Last summer’s riots centre stage during Law on Trial

This post was contributed by Guy Collender from Birkbeck’s Department of External Relations

The fear was tangible. Office workers scurried home early, shops were boarded up, and watching the nightly news became a habit borne out of anxiety. Are the riots still spreading? When will order return to the streets?

The rioting in England last summer sparked much soul-searching. Is our society broken? Can we expect more looting and violence on our streets? Or were the activities of those four nights last August an aberration?

Politicians, the police, commentators and the rioters themselves quickly rushed to varying conclusions to explain what caused the outbreak of civil disorder, which quickly spread across London and to other cities, including Birmingham, Nottingham, Liverpool and Manchester. David Cameron spoke about “criminality, pure and simple”, Ken Clarke blamed a “feral underclass”, and others blamed the police, government cuts, inequality and marginalisation for causing the anger and violence that erupted during those summer evenings.

All these issues and the drama of the riots were re-visited during a talk at Birkbeck about a pioneering research project to understand the lives and motivations of the young people out on the streets, and fill the void left by the absence of a major official public enquiry.
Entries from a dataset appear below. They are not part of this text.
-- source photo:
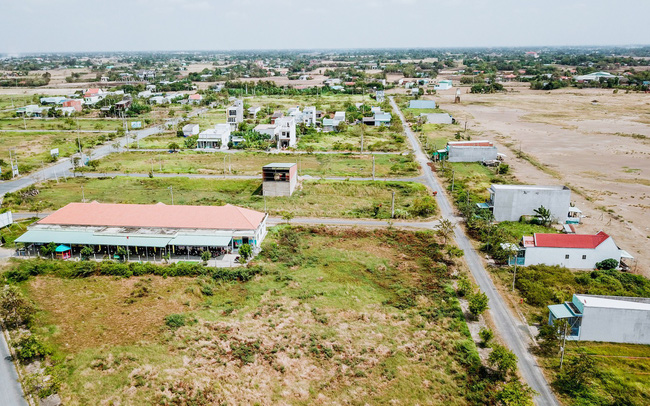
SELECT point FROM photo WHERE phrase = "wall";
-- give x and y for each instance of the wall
(472, 154)
(615, 325)
(511, 204)
(556, 256)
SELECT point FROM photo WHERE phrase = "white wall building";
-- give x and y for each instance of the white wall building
(190, 130)
(510, 202)
(214, 138)
(471, 151)
(615, 319)
(575, 251)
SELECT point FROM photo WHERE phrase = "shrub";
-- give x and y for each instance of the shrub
(175, 321)
(607, 264)
(478, 303)
(29, 347)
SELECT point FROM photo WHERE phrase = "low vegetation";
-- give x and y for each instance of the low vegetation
(315, 198)
(332, 316)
The talk on 20 June was one of the highlights of Law on Trial – a week-long series of events organised by Birkbeck’s School of Law about crime, order and justice.

Professor Tim Newburn, of LSE, explained how the unusual and rapid research collaboration between The Guardian and LSE (funded by the Joseph Rowntree Foundation) began, and he shared its findings based on one-to-one interviews with 270 people involved, or close to, the riots.

Newburn summarised the results of the Reading the Riots study, which were printed in The Guardian last December. The majority of those involved in the riots were young (65% were between the ages of 10-20); 79 per cent were male, and their main activities were identified as follows: anti-police (24 per cent), looting (40 per cent), criminal damage (14 per cent), and as observers (22 per cent).

The rioters’ accounts revealed how many regarded the events as exciting (“the best three days of my life”), an opportunity to loot, and a way of expressing their widespread anger and hostility towards the police. Many of the young people also spoke about poverty, austerity and the lack of opportunities. Of the adults prosecuted for rioting, 35 per cent of them were claiming out-of-work benefits (as compared to 12 per cent within the working age population).

Newburn said: “It has come to an extremely bad position where young people talk about this [the riots] as an exciting opportunity. The sheer widespread mass looting that occurred is of a completely different order.”

Emphasising that “there is no simple explanation” for the riots, Newburn listed a range of reasons, including a “broad sense of disenchantment”, “a substantive experience of social marginalisation”, and “a sense of diminishing opportunities in modern England.” He also warned that riots are “more, rather than less, likely” in future because the conditions that caused them in the first place are still present, and may even be deteriorating. Almost 40 per cent of those interviewed said they would get involved again in future. This is a sobering thought indeed, especially as the eyes of the world will be focused on London this summer during the Olympics.

Results from the second phase of the Reading the Riots study, based on interviews with police officers, defence lawyers, victims and vigilantes, are to be published in The Guardian in early July.